Professor Lane said there is still a long way to go to sort the housing issue, and affordability remains a problem as a lot of people continue to pay very high rents and can not find a house to buy.

The Central Bank Governor also said he is "fully committed" to his job at the Central Bank but remains "interested" in a top job at the European Central Bank.

Prof Lane said he "stood ready" for the eurogroup decision on the position of chief economist at the ECB.

Earlier this year, Prof Lane was withdrawn from the race to become vice president of the European Central Bank, paving the way for Spanish finance minister Luis de Guindos to be appointed to the role.

Ireland has never held a post in the ECB at all, but Prof Lane is widely seen as a top candidate to become ECB chief economist when Peter Praet leaves his position next year, euro zone officials have said.

Professor Lane said that there are many strong candidates for the job as top economist at the ECB and speculating about the position was "not occupying" his days. 

Speaking on Bloomberg, the Central Bank Governor said that a "severe trade war" would have a big negative impact on the euro zone economy .

He also said the ECB expects inflation pressures to pick up until 2020, adding that capacity constraints will put upward pressure on prices.

On euro zone interest rate rises, Professor Lane said they were not worth talking about yet as they are so far away. 

Meanwhile, Professor Lane told a conference today that underlying inflation in the euro zone remains on a steady upward path but the European Central Bank is open to adjusting its interest rate guidance if the outlook changes. 

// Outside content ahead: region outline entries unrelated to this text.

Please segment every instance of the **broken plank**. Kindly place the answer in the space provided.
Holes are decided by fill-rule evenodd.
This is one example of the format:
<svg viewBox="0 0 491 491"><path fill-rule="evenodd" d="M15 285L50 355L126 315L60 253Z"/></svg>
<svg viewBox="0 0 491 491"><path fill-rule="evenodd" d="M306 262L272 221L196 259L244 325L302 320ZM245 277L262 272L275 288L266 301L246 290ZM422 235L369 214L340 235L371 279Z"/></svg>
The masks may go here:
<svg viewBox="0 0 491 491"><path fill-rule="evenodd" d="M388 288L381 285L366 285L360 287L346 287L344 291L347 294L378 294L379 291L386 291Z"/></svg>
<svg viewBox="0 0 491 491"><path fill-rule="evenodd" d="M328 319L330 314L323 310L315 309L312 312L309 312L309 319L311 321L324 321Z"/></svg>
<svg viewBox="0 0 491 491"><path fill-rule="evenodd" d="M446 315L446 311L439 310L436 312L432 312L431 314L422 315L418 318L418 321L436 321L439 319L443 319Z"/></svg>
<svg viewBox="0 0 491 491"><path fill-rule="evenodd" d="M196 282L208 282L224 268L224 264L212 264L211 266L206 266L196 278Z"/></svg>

With inflation finally moving higher, the ECB has been curbing stimulus for months and plans to end its €2.6 trillion bond purchase scheme in December, hoping that it has done enough to push prices back to its target of almost 2%. 

But underlying inflation - prices excluding volatile food and fuel prices - has yet to show the type of upward move policymakers predicted.

September data missed expectations, even as wages are moving decisively higher and employment is at a record high. 

"We're fairly sure that core (inflation) is on an upward path, again not spectacular but steady enough," Philip Lane, who sits on the ECB's Governing Council, told the London conference today. 

"The support of more jobs, more labour income driving consumption is very strong," he added. 

The ECB plans to keep rates steady through next summer and has said it is comfortable with market expectations for an interest rate rise sometime in the final quarter of 2019. 

"Remember the statement is saying at least through the summer," Professor Lane said.

"It is not committing to any particular date for lift-off, so there is a clear commitment there, which is that it's open to revisions depending on where the data come in." 

He argued that once labour market slack is absorbed, and the jobs market gets hot, inflation is likely to accelerate rather than rise gradually.